Keine Änderung von Bundesgesetzen
Allerdings betonte Lemke zugleich, dafür keine Bundes- oder EU-Gesetze ändern zu wollen. Sie begründet dies damit, dass dies zu lange dauere und den betroffenen Tierhaltern daher aktuell nicht helfen würde. Die Umweltministerin will stattdessen auf der nächsten UMK einen gemeinsamen Beschluss erwirken, damit die von ihr vorgeschlagene Schnellabschusspraxis zum 1. Januar 2024 in Kraft treten kann. Die Länder seien jedoch dafür verantwortlich,  Rechtsverordnungen zu erlassen, die dann für ihre jeweiligen Behörden gelten, erklärte die Ministerin.
Weidetierhalter reagieren unterschiedlich
Der Deutsche Bauernverband (DBV) hält die Vorschläge von Bundesumweltministerin Steffi Lemke zum Wolf für „völlig unzureichend und nicht geeignet, die offensichtlichen Probleme für die Weidetierhaltung zu lösen”. Mit solchen „Placebo-Lösungen” werde die Weidetierhaltung weiterhin einer „verfehlten und weltfremden Wolfspolitik geopfert”, kritisierte DBV-Generalsekretär Bernhard Krüsken. Die Vorschläge würden weder der Weidetierhaltung noch dem Koalitionsvertrag gerecht. Eine schnellere und effizientere Entnahme von übergriffigen Wölfen sei ohne Zweifel wichtig, räumte Krüsken ein. Aber ohne gesetzliche Änderungen und ohne die volle Ausschöpfung der vorhandenen Spielräume des europäischen Rechts für Ausnahmen vom strengen Schutz blieben die Probleme mit dem Wolf nicht beherrschbar. Nötig sei ein vorbeugender Herdenschutz durch eine Reduzierung des Wolfsbestandes. Dies sei EU-rechtlich möglich.

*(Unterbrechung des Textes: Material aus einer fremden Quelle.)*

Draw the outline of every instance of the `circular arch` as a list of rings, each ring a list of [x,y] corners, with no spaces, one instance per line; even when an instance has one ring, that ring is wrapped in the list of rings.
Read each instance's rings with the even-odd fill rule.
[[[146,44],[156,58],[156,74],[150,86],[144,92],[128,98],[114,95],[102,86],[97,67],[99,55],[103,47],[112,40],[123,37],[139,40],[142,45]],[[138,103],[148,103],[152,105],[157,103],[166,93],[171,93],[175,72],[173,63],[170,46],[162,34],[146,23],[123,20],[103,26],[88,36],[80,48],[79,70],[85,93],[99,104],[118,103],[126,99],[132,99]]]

Die Vereinigung Deutscher Landesschafzuchtverbände (VDL) wertete Lemkes Vorschläge als „Schritt in die richtige Richtung”. Positiv bewertete der VDL-Vorsitzende Alfons Gimber die Möglichkeit der Entnahme eines Wolfes bereits nach dem ersten Übergriff auf Weidetiere in einem Umfeld von 1000 Metern zum Ressort. Das Aktionsbündnis Aktives Wolfsmanagement in Niedersachsen sprach von einem „positiven Signal” für die Weidetierhalter. Es sieht in den Vorschlägen Eckpunkte, mit denen man weiterarbeiten könne.
Lemkes Vorschläge  gehen der Opposition und der FDP im Bundestag indes nicht weit genug. Kritisiert wird in erster Linie, dass auch weiterhin kein regional differenziertes Bestandsmanagement eingeführt werden soll. Dieses war im Koalitionsvertrag vereinbart worden.